First of all sensor heated by using oil bath, then temperature sensor output check using process calibrator and give signal to PLC.
RESPONSIBILITIES OF INTERNEE
Be Punctual
Be Civilize
Use Good Language with all your seniors and juniors.
Be Ethical in all your Behaviors.
Accept and Obey the all Rule and Regulations of your organization
Before performing any Practical First have sufficient knowledge of it.
First Learn proper use of Tools and Equipment’s.
Call every Tool with it Specific proper name.
During Performing practical put all your concentration on your work.
Wear all Safety equipment in working area e.g. Ear Muffs, helmets,
Glovesetc.
Take care of your safety and Environment safety.
Never go in Restricted Area.
First take permission from your seniors to visit the industry.
SUGESTION AND RECOMMENDATION
1. INCREASE THE EFFICIENCY OF TRANSFORMERS
TO PREVENT YOUR SYSTEM FROM DISSOLVE GASSES THEY SHOULD INCREASE VALUE OF TRANSFORMER.
2. REMOVING MOISTURE IN SUPER-HEATED STEAM
THEY SHOULD MAKE A SAFE DISTANCE BETWEEN PIPES USED FOR SUPER HEATER AND EVAPORATOR IN STEAM DRUM.
3. SAFETY OF INTERNEE
PROVIDE PPS TO INTERNS FOR SAFETY.
PROVIDE SAFETY SHOES TO INTERNS FOR SAFETY.
PROVIDE SAFETY HELMET TO INTERNS FOR SAFETY.
PROVIDE EAR PROTECTOR TO INTERNS FOR SAFETY.
4. TRANSPORT FACILITY
PROVIDE TRANSPORT TO INTERNS.
5. SCHEDULE
PROVIDE INTERNSHIP SCHEDULE.
6. GOOD BEHAVIOR
DO NOT BURN BRIDGES AND BEHAVE GOOD WITH INTERNS.

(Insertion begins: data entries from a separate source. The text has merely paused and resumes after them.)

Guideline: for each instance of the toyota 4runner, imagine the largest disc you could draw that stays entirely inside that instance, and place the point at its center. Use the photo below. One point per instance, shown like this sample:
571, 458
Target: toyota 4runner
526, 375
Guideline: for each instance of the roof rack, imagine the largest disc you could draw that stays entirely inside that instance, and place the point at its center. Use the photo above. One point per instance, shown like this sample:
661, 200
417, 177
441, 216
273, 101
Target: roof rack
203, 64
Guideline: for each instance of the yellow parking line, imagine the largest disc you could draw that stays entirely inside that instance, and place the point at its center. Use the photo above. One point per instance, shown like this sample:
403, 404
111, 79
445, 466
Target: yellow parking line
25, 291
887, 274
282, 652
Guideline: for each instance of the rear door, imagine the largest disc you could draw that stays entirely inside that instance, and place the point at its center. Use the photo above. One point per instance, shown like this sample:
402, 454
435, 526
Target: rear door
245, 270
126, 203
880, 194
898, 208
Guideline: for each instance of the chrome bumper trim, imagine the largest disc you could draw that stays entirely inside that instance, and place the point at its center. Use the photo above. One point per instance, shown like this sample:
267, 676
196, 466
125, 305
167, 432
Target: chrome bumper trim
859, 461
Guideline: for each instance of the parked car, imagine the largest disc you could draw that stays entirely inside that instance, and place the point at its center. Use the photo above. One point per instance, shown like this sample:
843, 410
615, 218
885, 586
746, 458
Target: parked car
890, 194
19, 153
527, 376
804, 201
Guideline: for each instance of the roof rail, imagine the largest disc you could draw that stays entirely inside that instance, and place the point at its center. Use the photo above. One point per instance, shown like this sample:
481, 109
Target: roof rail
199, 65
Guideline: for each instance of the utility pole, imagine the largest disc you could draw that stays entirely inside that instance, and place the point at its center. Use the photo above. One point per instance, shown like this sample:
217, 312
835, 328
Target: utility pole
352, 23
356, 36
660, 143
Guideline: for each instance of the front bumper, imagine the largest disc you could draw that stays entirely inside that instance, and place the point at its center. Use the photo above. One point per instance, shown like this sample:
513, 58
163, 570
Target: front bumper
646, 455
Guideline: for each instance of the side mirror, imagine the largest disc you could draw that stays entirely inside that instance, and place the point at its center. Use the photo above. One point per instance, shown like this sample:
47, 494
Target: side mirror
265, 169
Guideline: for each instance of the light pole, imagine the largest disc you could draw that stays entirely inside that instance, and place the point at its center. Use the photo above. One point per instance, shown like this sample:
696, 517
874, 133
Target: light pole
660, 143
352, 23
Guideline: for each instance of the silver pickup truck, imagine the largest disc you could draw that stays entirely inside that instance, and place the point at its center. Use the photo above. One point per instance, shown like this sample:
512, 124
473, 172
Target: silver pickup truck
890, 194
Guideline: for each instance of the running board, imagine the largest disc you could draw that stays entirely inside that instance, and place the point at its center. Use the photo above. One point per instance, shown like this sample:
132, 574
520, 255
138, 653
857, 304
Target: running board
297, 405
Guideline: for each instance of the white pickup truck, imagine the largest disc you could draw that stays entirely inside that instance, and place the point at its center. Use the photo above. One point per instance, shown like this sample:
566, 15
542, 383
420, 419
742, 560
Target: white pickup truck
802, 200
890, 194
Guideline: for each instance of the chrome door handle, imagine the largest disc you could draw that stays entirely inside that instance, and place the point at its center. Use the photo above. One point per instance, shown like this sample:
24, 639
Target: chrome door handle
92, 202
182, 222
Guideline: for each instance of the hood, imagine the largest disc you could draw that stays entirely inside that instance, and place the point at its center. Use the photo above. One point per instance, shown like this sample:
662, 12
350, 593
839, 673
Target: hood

CONSIDER INTERNS AS STUDENTS.
MAKE POSSIBLE LEARNING FOR INTERNS.
CONCLUSION
On the whole, this internship was a useful experience. I have gained new knowledge and met many new people. I got insight into professional practice. I learned the different facts of working within a company.
The internship was also good to find out what are my strengths and weaknesses. This helped me to define what skills and knowledge I have to improve in the coming time. This internship was definitely beneficial for me.